Example 4.4, 4' -bis (O: (I))9) Allyl hydrogenated cinchonidine N-methyl benzophenone dibromide (4-1)

After suspending compound 3-1(200mg, 0.21mmol) obtained by the method of example 3 in dichloromethane (3mL), 50% potassium hydroxide solution (0.25mL, 2.2mmol) and allyl bromide (0.127mL, 1.46mmol) were added, and the mixture was stirred at room temperature for 3 hours. The reaction mixture was diluted with water (5mL) and the organic layer was separated. The dichloromethane solution was dried over anhydrous magnesium sulfate and filtered. The resulting solution was distilled under reduced pressure to obtain a solid. The resulting solid was isolated and purified by column chromatography (dichloromethane/methanol) to give a light orange solid (144mg) as the desired product.

¹H NMR (300MHz, trichloromethane-d) δ 8.99(d, J ═ 4.5Hz,2H),8.83(d, J ═ 8.6Hz,2H),8.14(m,4H),8.12(m,2H),7.82(m,2H),7.79(m,4H),7.75(m,4H),6.51(d, J ═ 11.9Hz,2H),6.31(m,2H),6.14(m,2H),5.50(m,2H),5.36(m,2H),4.81(d, J ═ 11.9Hz,2H),4.70(m,4H),4.41(m,2H),4.33(m,2H),4.08(m,2H),3.46(m,2H),3.32(m,2H), 4.19 (m,2H), 1.47(m, 2H).

Example 5, 4' -bis (cinchonidine-N-methyl) benzophenone dibromide (3-2)

In a 25mL round bottom flask, (3- (bromomethyl) phenyl) (4- (bromomethyl) phenyl) methanone (300mg, 0.815mmol) was added to (-) -cinchonidine (432mg, 1.46mmol) and the mixture was stirred in ethanol: n, N-dimethylformamide: a mixed solvent (4mL) of chloroform (5: 6: 2) was neutralized at 110 ℃ and refluxed with stirring for 5 hours.

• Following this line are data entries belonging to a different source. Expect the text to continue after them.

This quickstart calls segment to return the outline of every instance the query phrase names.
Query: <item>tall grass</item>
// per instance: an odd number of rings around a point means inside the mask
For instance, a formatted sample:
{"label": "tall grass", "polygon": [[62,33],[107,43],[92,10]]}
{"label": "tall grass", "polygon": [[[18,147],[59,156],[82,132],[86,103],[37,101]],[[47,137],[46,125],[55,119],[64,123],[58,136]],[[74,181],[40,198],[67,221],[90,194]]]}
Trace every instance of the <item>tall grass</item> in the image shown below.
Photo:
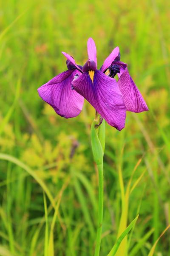
{"label": "tall grass", "polygon": [[157,239],[170,221],[169,1],[7,0],[0,5],[0,255],[94,254],[98,179],[90,132],[95,111],[85,102],[79,116],[65,119],[37,92],[65,70],[61,51],[85,62],[90,36],[99,67],[119,47],[150,110],[128,113],[120,132],[106,125],[101,255],[138,214],[116,255],[145,256],[156,243],[155,255],[168,255],[169,230]]}

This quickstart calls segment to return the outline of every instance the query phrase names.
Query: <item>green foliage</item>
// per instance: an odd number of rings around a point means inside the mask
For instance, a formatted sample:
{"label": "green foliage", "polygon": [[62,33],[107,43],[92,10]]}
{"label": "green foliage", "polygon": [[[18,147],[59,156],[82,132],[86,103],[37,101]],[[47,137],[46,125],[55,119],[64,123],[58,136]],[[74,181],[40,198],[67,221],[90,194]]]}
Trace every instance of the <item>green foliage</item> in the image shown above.
{"label": "green foliage", "polygon": [[169,230],[158,242],[170,222],[169,9],[167,0],[1,1],[0,255],[94,255],[95,111],[85,102],[65,119],[37,91],[65,70],[61,51],[85,63],[90,36],[99,68],[119,46],[150,110],[127,113],[120,132],[106,123],[100,255],[138,214],[125,256],[170,254]]}

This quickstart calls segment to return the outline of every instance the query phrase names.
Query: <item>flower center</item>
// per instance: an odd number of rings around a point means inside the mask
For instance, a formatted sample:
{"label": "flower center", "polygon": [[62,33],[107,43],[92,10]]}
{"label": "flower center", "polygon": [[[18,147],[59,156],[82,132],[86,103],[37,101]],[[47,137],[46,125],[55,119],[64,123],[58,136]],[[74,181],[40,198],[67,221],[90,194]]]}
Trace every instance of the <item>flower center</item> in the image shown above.
{"label": "flower center", "polygon": [[89,70],[95,70],[96,68],[96,62],[94,61],[89,60],[82,67],[82,71],[83,72],[86,72]]}
{"label": "flower center", "polygon": [[113,61],[110,66],[108,69],[105,72],[105,74],[106,76],[110,76],[112,78],[113,78],[115,76],[117,73],[120,73],[120,65],[116,64],[115,61]]}
{"label": "flower center", "polygon": [[94,70],[89,70],[88,71],[88,74],[91,80],[92,83],[93,84],[93,81],[94,80]]}

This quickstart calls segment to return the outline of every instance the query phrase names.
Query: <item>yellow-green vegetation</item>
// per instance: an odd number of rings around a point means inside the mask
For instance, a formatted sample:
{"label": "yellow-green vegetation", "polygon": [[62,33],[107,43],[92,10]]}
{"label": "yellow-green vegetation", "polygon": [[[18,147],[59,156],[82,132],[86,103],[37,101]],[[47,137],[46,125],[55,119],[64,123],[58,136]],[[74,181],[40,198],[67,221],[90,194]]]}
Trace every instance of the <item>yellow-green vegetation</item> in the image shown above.
{"label": "yellow-green vegetation", "polygon": [[119,46],[150,109],[127,113],[121,132],[106,124],[100,255],[113,255],[138,214],[116,256],[170,255],[170,230],[157,240],[170,222],[170,3],[1,1],[1,256],[94,255],[95,111],[86,102],[66,119],[37,93],[65,70],[61,51],[85,63],[90,37],[99,68]]}

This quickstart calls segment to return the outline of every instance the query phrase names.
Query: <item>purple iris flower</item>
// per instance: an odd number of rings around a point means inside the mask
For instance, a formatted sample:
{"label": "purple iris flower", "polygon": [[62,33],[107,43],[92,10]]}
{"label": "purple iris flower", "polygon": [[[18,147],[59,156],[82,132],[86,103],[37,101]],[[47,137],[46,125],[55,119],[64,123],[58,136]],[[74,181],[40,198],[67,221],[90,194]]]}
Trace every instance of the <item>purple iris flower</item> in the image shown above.
{"label": "purple iris flower", "polygon": [[68,70],[41,86],[38,92],[58,115],[69,118],[78,116],[83,105],[84,98],[71,89],[71,82],[75,76],[82,74],[82,67],[76,65],[72,57],[65,52],[62,52],[62,53],[68,59]]}
{"label": "purple iris flower", "polygon": [[127,111],[136,113],[148,111],[146,102],[129,75],[127,64],[120,60],[119,49],[117,47],[105,60],[100,70],[111,77],[118,75],[117,84]]}
{"label": "purple iris flower", "polygon": [[[68,70],[40,87],[38,93],[58,114],[67,118],[79,113],[85,98],[109,125],[120,131],[125,127],[126,111],[142,112],[148,110],[147,107],[126,64],[120,61],[119,47],[98,70],[96,45],[91,38],[87,47],[88,60],[82,68],[62,52],[67,59]],[[118,82],[114,78],[116,74]]]}

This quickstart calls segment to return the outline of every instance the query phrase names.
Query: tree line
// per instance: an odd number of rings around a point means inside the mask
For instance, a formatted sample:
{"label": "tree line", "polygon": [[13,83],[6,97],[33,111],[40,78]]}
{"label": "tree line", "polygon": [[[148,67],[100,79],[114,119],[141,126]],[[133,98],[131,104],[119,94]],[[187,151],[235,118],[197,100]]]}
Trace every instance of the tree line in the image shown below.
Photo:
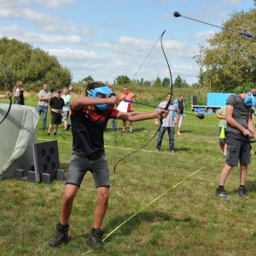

The reaction mixture was cooled to room temperature and added dropwise to diethyl ether (200mL) to precipitate a solid, which was then filtered under reduced pressure. The resulting solid was isolated and purified by column chromatography (dichloromethane/methanol) to give a white solid (238mg) as the desired product.

¹H NMR(300MHz,DMSO-d₆)δ8.98(m,2H),8.41-8.28(m,3H),8.06(m,4H),7.94(s,4H),7.89-7.69(m,7H),6.85-6.72(m,2H),6.57(m,2H),5.72-5.55(m,2H),5.39-5.01(m,6H),4.9-4.74(m,2H),4.34(m,2H),3.98(m,2H),3.83(m,2H),3.62(m,2H),3.40-3.21(m,2H),2.73(m,2H),2.18-1.81(m,8H),1.23(m,2H)。

Example 6, 4' -bis (O (9) -allylcinchonidine-N-methyl) benzophenone dibromide (4-2)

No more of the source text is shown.